В маленькой светлой комнате Лесь сразу же устраивается, как дома. Раздевшись, он с удовольствием развязывает мешок, осторожно вынимает свои сокровища, боясь, не случилось ли с ними чего-нибудь в дороге. Микола Сенчук тоже раздевается, но, передумав, снова накидывает полушубок.
— Куда это ты, Микола, собрался на ночь глядя? — с удивлением спрашивает Лесь, возясь посреди комнаты со своим добром.
— Черногорским ветром подышать.
— В два часа ночи? Неужто завтра поздно будет?

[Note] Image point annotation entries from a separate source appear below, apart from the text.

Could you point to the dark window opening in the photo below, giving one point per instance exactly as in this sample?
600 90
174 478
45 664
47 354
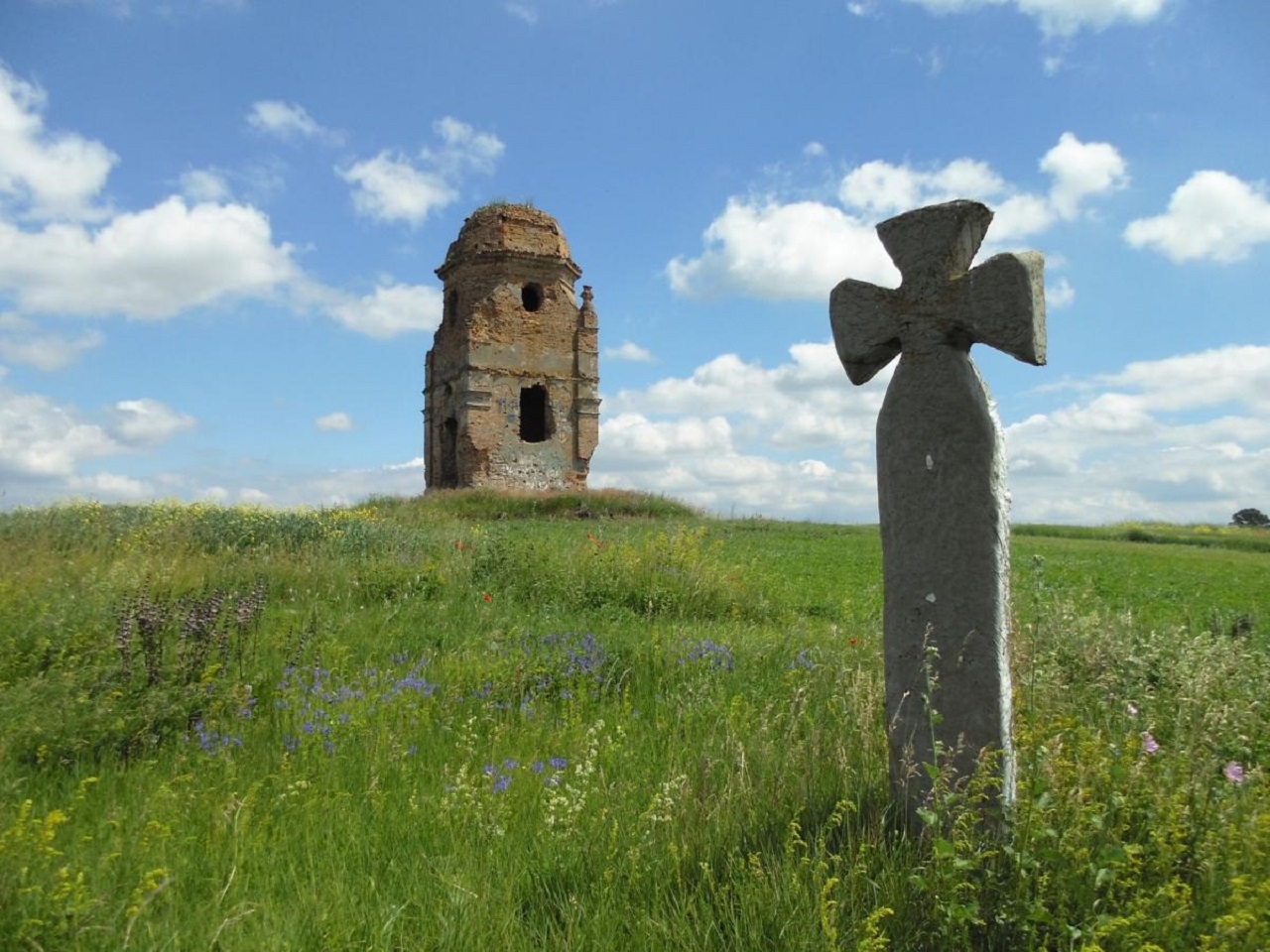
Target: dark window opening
449 453
531 296
535 416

— Не откладывай, Лесь, на завтра то, что можно сделать сегодня.
— Хорошо, что напомнил, я поужинаю.
Микола уходит. Лесь осторожно вытаскивает из мешка какие-то еще пакетики, потом початки кукурузы, огромную свеклу. Любуясь ею, он тихо напевает:
Ой, ты, свекла, белый корень, Зеленые листья! Приходили кавалеры, А я не в монисте.